Entscheidungsstichwort (Thema)

Verfahrensrecht, Abgabenordnung

 

Leitsatz (amtlich)

Gegen Entscheidungen des Finanzgerichts Hamburg in Kirchensteuersachen sind die nach der AO vorgesehenen Rechtsmittel einschließlich der Rb. beim Bundesfinanzhof gegeben.

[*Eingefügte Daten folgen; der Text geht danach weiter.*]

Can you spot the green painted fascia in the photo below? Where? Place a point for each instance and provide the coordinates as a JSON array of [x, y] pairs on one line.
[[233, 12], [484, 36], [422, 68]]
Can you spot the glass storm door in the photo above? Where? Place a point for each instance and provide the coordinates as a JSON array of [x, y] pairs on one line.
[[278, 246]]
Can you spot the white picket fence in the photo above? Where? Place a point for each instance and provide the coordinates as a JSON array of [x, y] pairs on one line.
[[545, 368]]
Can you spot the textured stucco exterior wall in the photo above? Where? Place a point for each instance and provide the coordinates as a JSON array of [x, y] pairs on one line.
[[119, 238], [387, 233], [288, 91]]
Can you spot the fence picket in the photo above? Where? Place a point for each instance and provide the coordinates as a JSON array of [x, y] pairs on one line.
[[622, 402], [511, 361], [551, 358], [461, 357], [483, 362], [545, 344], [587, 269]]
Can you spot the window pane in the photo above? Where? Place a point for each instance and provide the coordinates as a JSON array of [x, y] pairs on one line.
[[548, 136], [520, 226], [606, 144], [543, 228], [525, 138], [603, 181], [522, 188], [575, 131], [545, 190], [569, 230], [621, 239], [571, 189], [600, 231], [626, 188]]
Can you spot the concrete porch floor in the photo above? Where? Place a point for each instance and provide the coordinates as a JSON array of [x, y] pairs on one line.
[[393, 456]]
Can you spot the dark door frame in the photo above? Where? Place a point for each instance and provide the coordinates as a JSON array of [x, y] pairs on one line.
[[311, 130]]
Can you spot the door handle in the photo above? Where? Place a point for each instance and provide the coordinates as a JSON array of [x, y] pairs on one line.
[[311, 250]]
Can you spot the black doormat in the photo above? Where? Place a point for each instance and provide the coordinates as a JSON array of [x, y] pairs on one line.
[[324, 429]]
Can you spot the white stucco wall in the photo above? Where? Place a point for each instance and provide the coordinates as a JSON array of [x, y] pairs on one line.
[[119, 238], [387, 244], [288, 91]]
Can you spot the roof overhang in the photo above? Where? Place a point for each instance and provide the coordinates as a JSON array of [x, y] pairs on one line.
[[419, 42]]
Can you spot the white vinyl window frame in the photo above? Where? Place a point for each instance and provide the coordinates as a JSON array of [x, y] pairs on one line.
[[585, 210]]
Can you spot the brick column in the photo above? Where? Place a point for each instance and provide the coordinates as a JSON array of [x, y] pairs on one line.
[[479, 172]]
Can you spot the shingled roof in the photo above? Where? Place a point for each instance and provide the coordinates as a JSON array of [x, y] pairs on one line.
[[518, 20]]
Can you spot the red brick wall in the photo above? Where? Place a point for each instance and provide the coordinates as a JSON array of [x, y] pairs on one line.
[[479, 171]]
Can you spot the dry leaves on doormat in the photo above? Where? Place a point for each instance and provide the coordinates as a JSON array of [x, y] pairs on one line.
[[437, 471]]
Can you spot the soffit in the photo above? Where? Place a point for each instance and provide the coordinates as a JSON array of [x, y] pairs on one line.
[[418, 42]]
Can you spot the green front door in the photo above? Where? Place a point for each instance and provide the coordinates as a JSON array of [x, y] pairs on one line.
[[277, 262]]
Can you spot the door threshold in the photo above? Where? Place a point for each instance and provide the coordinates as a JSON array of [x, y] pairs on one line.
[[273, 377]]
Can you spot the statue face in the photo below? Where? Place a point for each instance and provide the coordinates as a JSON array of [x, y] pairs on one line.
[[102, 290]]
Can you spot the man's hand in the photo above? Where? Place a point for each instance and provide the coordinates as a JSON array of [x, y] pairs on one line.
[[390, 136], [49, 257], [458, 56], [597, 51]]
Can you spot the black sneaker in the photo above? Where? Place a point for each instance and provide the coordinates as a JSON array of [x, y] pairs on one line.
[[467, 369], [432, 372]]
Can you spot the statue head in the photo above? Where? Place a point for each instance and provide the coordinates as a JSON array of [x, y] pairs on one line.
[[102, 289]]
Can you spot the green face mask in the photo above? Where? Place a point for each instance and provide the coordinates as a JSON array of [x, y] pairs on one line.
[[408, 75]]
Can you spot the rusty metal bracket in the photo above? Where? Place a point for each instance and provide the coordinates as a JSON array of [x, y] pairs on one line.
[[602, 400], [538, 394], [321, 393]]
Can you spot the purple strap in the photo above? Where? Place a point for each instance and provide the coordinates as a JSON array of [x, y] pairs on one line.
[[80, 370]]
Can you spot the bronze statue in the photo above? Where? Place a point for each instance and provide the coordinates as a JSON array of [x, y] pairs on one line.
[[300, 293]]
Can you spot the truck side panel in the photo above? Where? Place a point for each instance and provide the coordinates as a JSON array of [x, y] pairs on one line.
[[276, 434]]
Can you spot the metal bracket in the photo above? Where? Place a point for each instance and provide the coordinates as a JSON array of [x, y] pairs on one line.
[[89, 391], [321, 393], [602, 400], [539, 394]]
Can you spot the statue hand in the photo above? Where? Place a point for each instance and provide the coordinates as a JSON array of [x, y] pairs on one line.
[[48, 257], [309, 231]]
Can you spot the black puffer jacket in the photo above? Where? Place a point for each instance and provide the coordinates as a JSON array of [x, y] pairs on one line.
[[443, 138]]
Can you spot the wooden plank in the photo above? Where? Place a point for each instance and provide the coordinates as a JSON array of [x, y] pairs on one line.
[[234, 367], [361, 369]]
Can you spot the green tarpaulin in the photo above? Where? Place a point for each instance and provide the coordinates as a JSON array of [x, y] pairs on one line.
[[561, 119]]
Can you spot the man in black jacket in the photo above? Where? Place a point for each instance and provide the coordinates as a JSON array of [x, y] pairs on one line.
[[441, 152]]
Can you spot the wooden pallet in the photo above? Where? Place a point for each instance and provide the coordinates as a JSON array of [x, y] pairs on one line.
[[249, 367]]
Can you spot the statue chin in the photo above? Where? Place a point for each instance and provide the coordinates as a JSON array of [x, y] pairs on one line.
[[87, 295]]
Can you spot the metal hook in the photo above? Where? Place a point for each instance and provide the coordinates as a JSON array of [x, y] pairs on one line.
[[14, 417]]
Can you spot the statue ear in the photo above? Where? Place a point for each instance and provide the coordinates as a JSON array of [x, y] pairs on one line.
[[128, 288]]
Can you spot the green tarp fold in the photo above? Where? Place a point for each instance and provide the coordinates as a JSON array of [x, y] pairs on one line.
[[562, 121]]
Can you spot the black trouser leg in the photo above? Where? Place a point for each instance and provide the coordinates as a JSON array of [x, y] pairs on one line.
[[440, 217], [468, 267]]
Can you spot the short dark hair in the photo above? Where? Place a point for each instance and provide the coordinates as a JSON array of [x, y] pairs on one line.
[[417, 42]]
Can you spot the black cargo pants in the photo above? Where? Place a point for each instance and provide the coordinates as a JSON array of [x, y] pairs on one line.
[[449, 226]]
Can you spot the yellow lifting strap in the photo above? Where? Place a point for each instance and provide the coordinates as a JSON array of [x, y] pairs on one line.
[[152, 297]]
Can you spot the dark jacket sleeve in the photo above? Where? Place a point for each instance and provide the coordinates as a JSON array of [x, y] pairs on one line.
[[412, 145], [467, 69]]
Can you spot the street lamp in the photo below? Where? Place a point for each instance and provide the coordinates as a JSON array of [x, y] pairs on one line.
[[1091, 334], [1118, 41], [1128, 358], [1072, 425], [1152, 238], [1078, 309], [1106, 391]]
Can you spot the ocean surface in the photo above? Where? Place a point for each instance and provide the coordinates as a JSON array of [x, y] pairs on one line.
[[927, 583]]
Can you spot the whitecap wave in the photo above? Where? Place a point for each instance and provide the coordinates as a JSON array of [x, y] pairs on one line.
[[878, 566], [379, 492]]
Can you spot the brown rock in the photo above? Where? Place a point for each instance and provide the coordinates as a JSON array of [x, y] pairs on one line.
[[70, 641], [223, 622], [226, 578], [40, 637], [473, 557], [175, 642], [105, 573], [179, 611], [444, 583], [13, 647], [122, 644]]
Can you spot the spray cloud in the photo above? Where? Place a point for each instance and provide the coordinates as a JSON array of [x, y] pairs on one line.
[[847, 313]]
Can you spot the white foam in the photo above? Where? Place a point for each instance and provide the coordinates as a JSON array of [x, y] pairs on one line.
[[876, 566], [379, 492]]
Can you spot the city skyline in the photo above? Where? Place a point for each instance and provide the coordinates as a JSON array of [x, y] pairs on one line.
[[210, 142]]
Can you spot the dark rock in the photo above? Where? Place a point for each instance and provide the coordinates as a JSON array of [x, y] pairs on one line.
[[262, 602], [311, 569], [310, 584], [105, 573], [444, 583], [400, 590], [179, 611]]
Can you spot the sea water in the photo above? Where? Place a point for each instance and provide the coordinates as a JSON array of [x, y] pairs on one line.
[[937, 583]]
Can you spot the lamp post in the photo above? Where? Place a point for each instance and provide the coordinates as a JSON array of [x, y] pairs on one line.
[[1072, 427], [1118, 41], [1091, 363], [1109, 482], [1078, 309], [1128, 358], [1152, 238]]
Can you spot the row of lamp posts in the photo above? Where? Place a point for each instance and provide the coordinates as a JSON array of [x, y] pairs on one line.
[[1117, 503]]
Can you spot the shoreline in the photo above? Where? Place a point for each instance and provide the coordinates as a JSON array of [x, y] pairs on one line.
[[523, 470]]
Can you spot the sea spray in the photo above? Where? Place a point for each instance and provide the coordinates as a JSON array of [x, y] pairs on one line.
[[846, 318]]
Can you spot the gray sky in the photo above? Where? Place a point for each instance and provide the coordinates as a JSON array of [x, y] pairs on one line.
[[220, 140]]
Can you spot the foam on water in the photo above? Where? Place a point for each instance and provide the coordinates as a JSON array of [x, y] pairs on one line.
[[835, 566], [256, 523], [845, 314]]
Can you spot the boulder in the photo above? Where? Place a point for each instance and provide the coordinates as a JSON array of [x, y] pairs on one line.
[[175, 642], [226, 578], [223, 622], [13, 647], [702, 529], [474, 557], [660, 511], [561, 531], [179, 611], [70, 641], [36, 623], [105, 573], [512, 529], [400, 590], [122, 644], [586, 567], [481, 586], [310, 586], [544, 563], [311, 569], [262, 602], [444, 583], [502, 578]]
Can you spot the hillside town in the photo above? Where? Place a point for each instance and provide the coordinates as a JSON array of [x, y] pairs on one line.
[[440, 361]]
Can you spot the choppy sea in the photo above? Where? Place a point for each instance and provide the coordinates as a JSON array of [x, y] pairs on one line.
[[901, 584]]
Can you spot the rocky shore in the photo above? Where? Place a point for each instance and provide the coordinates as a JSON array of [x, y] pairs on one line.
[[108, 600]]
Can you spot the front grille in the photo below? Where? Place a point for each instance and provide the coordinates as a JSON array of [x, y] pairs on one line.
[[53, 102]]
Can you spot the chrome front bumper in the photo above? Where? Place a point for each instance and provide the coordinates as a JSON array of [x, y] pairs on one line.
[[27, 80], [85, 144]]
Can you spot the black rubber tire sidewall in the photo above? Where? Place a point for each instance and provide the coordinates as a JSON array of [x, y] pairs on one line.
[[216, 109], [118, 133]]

Die Kirchensteuerbehörde Hamburg hat kein Recht, gemäß § 241 AO einem Berufungs- oder Rechtsbeschwerdeverfahren in Kirchensteuersachen vor den Steuergerichten beizutreten.

 

Normenkette

AO § 52 Abs. 4; BFHG § 1; AO § 241

 

Tatbestand

Die Bfin., die Evangelisch-lutherische Kirche im Hamburgischen Staat, beantragte in einem vor dem Finanzgericht anhängig gewesenen Berufungsverfahren, als Beteiligte beigeladen zu werden, um in dem Rechtsstreit, der die Kirchensteuer eines ihrer Mitglieder betraf, ihre Auffassung zu der Streitfrage geltend machen zu können. Ihr Antrag wurde abgelehnt.

Mit der Rb. greift die Bfin. die Ablehnung als ungerechtfertigt an. Nachdem der Rechtsstreit vor dem Finanzgericht inzwischen durch Urteil beendet worden ist, geht es nur noch um die Kosten, die nach Auffassung der Bfin. dem Staat aufzuerlegen sind, weil ihr Antrag auf Beiladung zu Unrecht abgelehnt worden sei.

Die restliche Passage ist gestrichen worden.